映画監督、脚本家、小説家として活躍する足立紳が、師匠ともいえる相米慎二監督に一度だけ褒められた脚本を基に20年がかりで実現させた企画。地方の町に暮らす生意気ざかりの7人の小学生男子を主人公に、コンプレックスや葛藤を抱えながらも、人生の何かをつかみ取ろうとする日々を描く青春映画。足立監督の十八番であり、分身ともいえる“情けない主人公”を演じるのは、関西ジャニーズJr.内のグループ「Boys be」のメンバーとしても活躍する池川侑希弥と、「CUBE 一度入ったら、最後」の田代輝ら、オーディションで選ばれた子役たち。瞬の明るい教育ママに臼田あさ美、パパに浜野謙太、親友・隆造の前科持ちの父親に永瀬正敏らが大人パートを担うほか、足立監督の前作「喜劇 愛妻物語」に出演した新津ちせも、瞬の妹役で出演。
  • 脚本家、映画監督

    井上淳一

    自分の中のズルさや臆病さにはいくつになっても慣れない。そういう意味では、この映画で描かれる事象は普遍なのだろう。だからなのか、大人が書いた借り物競走感がどうしても拭えない。相米オマージュの長回し。しかし本当に撮るべきは「台風クラブ」や「夏の庭」のような、本物に見える子供っぽさではなかったか。

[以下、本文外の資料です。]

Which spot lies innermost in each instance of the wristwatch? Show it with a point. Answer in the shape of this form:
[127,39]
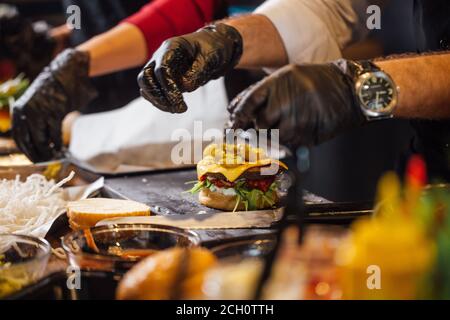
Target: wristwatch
[375,90]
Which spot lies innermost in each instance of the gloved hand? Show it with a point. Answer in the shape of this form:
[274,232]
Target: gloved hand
[309,104]
[28,46]
[64,86]
[183,64]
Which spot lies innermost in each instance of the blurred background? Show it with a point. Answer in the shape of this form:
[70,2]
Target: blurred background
[344,169]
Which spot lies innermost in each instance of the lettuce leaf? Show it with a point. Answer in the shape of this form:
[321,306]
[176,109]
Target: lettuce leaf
[250,198]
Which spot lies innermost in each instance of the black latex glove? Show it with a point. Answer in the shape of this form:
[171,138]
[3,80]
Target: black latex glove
[183,64]
[62,87]
[309,104]
[28,46]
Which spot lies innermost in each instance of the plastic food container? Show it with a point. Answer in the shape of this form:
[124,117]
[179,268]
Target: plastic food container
[23,261]
[116,248]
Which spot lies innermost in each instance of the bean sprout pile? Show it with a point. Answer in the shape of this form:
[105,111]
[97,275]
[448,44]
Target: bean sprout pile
[26,206]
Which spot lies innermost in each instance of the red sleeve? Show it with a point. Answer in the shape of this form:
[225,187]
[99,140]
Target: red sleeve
[163,19]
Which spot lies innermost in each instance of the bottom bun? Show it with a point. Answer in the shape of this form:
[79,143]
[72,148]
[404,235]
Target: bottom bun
[218,200]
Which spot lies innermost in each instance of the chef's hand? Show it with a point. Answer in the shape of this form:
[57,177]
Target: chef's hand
[64,86]
[183,64]
[309,104]
[29,47]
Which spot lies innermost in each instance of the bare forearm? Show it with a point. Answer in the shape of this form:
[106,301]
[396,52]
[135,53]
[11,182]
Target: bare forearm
[263,46]
[120,48]
[424,83]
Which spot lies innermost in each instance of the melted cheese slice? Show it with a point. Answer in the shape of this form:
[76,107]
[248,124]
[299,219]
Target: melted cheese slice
[234,171]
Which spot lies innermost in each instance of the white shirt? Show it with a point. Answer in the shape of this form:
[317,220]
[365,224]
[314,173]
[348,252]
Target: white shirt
[316,31]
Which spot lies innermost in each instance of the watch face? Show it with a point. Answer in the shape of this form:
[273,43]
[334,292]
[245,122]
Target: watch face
[377,92]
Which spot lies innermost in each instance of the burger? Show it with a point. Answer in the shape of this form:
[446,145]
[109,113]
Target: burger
[237,178]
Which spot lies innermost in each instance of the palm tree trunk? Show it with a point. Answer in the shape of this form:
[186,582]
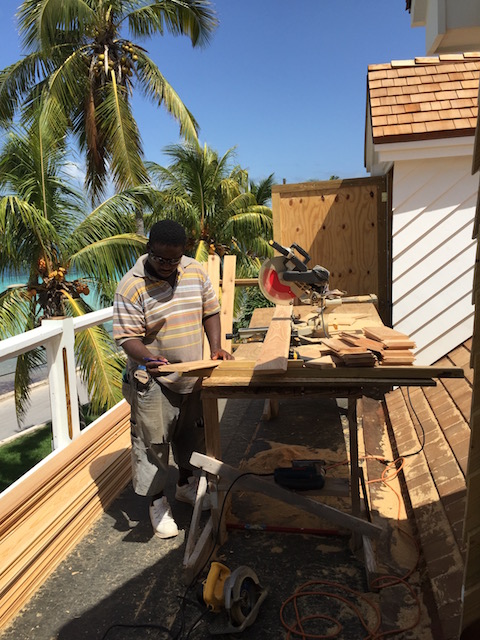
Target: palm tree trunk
[139,225]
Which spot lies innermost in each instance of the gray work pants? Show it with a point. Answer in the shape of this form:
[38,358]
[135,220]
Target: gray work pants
[161,419]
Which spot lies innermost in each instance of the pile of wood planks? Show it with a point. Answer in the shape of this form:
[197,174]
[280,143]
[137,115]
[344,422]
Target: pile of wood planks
[397,346]
[371,347]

母の乳癌やヤクザ親父や宗教ママを入れながらも、ドラマに見せないドラマ作りは見事。だが何かが足りない。可もなく不可もない作品は難しい。他の人の評価が聞きたい。

  • 日本経済新聞編集委員

    古賀重樹

    時に傷つきやすく、時に残酷な11?12歳の子供たちの複雑な心理がリアルに描かれている。今でいうハブる(仲間外れにする)とか、ハブられる、という関係は40年前も今もそう変わらない。さらに言えば、子供の社会も大人の社会もたいして変わらない。違うのはそれがどういう具体的な行動として表面化するか。カツアゲを拒んで中学生に呼び出された主人公の意を決した行動を、相米慎二ばりの長回しのカメラでとらえるショットに、足立紳のやむにやまれぬ思いが充満している。

  • 映画評論家

    服部香穂里

    多感な少年期の出逢いと別れの物語も、彼らの前に立ちはだかる謎のトンネルなどの道具立てにも、ジュブナイル映画としての既視感は否めないが、“普通”であることにコンプレックスを抱く主人公が、各々に事情を秘める友人らの家庭を垣間見て、自分がいかに恵まれているかを再確認する過程が、丹念に綴られる。そんなナイーヴな息子の目を見開かせる乳がん闘病中の母親が、臼田あさ美の好演も相まって、足立紳作品の少々露悪的な女性像に連なる、豪快で開けっぴろげな魅力を放つ。